Babanki virus

Virus classification
- (unranked): Virus
- Realm: Riboviria
- Kingdom: Orthornavirae
- Phylum: Kitrinoviricota
- Class: Alsuviricetes
- Order: Martellivirales
- Family: Togaviridae
- Genus: Alphavirus
- Species: Sindbis virus
- Virus: Babanki virus

= Babanki virus =

Species of virus

Babanki virus (BBKV) is a member of the virus family Togaviridae of Class IV of the Baltimore classification system and the genus Alphavirus.

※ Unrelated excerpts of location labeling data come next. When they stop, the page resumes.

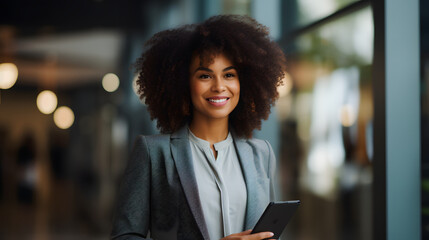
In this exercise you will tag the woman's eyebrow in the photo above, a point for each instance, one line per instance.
(229, 68)
(209, 70)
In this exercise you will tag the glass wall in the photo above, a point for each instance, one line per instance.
(325, 114)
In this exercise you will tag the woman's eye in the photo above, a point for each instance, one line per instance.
(204, 76)
(229, 75)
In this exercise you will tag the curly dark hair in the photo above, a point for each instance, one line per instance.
(163, 69)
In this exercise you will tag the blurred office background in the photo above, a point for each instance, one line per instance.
(68, 122)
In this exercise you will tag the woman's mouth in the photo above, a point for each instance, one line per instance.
(218, 101)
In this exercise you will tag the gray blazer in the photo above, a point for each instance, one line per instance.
(159, 192)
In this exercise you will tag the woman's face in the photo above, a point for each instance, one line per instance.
(215, 89)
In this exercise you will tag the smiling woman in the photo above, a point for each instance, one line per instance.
(208, 86)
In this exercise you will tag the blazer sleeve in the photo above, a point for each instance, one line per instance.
(132, 217)
(275, 191)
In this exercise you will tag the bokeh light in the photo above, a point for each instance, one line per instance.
(286, 87)
(110, 82)
(47, 101)
(348, 115)
(8, 75)
(63, 117)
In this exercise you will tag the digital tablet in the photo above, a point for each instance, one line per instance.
(275, 217)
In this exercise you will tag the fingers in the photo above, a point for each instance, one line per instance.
(247, 236)
(261, 235)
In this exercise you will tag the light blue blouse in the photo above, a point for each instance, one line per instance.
(221, 186)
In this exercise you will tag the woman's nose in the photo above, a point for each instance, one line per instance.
(218, 85)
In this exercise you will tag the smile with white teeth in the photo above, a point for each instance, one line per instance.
(217, 100)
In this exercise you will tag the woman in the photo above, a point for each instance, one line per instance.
(208, 86)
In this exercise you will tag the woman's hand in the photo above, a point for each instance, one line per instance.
(247, 236)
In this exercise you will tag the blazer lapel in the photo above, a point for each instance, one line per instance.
(245, 156)
(182, 156)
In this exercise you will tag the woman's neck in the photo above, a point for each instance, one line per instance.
(213, 131)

== Genome and Structure ==

It has an unsegmented, positive sense, single-stranded RNA genome which is approximately 11.7kb long. In general, members of the Togaviridae have genomes which are able to be used directly as mRNA and the genome of BBKV can code for both structural and non-structural proteins. Currently, the genome of BBKV has only been partially sequenced. It has a spherical nucleocapsid which is approximately 40 nm in diameter and shows icosahedral symmetry of T=4. This nucleocapsid core is surrounded by a lipid envelope covered with glycoprotein spikes and virion particles are approximately 70 nm in diameter in total.

== Disease ==

BBKV was first isolated in Babanki in Northwest Cameroon, Africa in 1969 and the disease is also known in Senegal and Madagascar. It is closely related to another Alphavirus, Sindbis virus and causes similar symptoms in humans like fever, arthralgia or joint pain and a rash. It is spread by an arthropod vector, typically mosquitoes of the genus Culex, Aedes, or Mansonia. Its normal reservoir is birds.